UPDATE: No, she was his stepmother. The 1913 Bicknell Genealogy, also by Thomas W., gives more information: she married his father (then a widower) sometime around 1844, when Thomas was 10; they then moved into our house, which then belonged to her. His stepmother was by then an older spinster and had no children of her own. The Bicknells and Allins were much intermarried, but Bicknell had no Allin ancestry, even though his own father was named Allin Bicknell: the forename Allin had been chosen to commemorate a half-great uncle, Allin Bicknell, who did have an Allin mother, even though his later namesake had no Allin ancestry. Goes to show how such onomastic clues must be used warily!

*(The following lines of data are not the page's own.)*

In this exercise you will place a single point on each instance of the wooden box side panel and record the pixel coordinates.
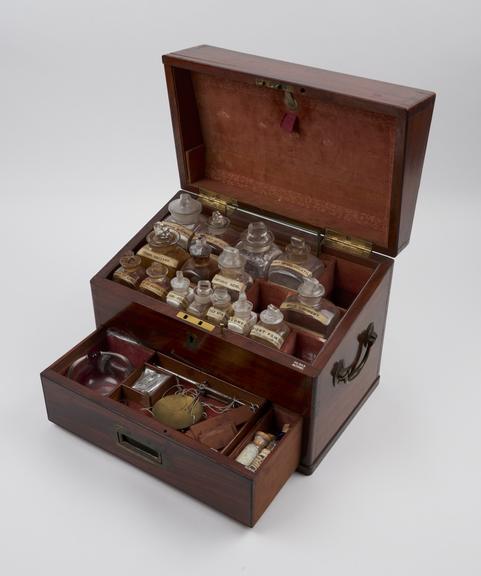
(183, 468)
(335, 404)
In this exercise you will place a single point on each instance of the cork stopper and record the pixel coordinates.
(243, 307)
(162, 235)
(203, 292)
(180, 284)
(217, 223)
(185, 209)
(157, 271)
(129, 260)
(271, 315)
(220, 298)
(231, 258)
(311, 288)
(257, 237)
(200, 249)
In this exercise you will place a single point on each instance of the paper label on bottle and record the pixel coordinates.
(237, 324)
(213, 241)
(177, 300)
(154, 287)
(126, 277)
(220, 281)
(265, 334)
(304, 272)
(215, 315)
(147, 252)
(182, 230)
(322, 316)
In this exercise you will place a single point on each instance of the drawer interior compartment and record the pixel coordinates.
(123, 423)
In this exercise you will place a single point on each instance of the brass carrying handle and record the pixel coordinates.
(341, 374)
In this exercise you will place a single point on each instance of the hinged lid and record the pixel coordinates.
(324, 149)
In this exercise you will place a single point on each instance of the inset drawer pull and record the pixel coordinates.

Here is what Bicknell says about Thomas Allin and the house (p. 43-44): “Thomas Allin . . . was a farmer and land surveyor, owning about one hundred acres of his father’s farm in Barrington.” And: “The mansion he built in 1788 still stands at West Barrington, and has been occupied in part by his descendants until the present time.” And about his own father and stepmother (p. 173): “Allin Bicknell was a farmer, and until his second marriage cultivated a part of the original Bicknell estate, adjoining Princes Pond. This property was sold to Ebenezer Tiffany about 1844, and the family removed to the Gen. Thomas Allin homestead at West Barrington, the property of his second wife.” The first passage corroborates my thought that the original Allin lands were subdivided and a second house built, but it does not say when. The date of 1788 for Thomas Allin’s construction is interesting, close to the newer tradition of 1783, but distinct.